Simulation of 20th century temperature trends

Abstract

Results are reported from simulations with an atmospheric general circulation model (GCM) covering the 20th century. These results focus primarily on the continental surface air temperature (SAT) record, with some discussion of large spatial scale precipitation averages as well. These experiments were conducted using the Max Planck Institute for Meteorology ECHAM3 GCM configured at triangular‐21 truncation, giving a spatial resolution of approximately 5.5°. The surface boundary conditions for the model were constructed by forming decadal climatologies of sea surface temperature (SST) data from the Global SST Atlas (GOSSTA) data set.
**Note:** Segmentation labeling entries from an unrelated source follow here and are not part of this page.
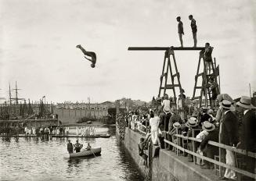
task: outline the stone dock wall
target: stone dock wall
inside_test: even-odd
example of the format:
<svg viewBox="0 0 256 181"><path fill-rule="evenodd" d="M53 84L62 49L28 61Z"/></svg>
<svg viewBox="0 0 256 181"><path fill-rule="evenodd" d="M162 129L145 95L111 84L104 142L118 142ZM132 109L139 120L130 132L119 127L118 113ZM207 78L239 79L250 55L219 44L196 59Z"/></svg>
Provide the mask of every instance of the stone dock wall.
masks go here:
<svg viewBox="0 0 256 181"><path fill-rule="evenodd" d="M159 156L152 158L150 151L149 167L143 165L143 159L139 155L138 144L143 135L131 129L125 128L124 137L121 141L139 166L145 180L156 181L211 181L219 180L212 170L202 169L193 162L187 161L187 158L177 156L175 152L160 150ZM117 137L120 130L117 125Z"/></svg>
No changes in greenhouse gas concentrations were made during the experiments. The GCM was then integrated for 5 years with each climatology. Because the high southern latitudes are poorly sampled and show considerable high‐amplitude variability in the GOSSTA data, two complete experiments were conducted. In one experiment the time‐varying GOSSTA data were prescribed globally (the GLBL simulation), in the other, SSTs in the high southern latitudes were held at the 1950–1969 climatology (the NO_SH simulation). The results show both GCM simulations reproduce important features of the observed 20th century global temperature record, suggesting that the low‐frequency variability in global average SAT is modulated to an important degree by variability in SSTs. In the model results, the changes in SST are transmitted to the atmosphere via latent heat flux, i.e., by changes in the flux of water through the hydrologic cycle. The most notable difference between the GLBL and NO_SH SAT records is that during the 1920–1940 period the NO_SH results agree more closely with observations, while the GLBL results are superior from the 1950s forward. At least in part, these differences appear to be linked to differences in simulated sea‐ice extent in the two simulations. Analyses of large‐scale averages in continental precipitation show good model‐observation agreement in the tropics (±30° latitude) and in the extratropical southern hemisphere; however, the upward trend in extratropical NH continental precipitation seen in the observed record is not reproduced in either simulation.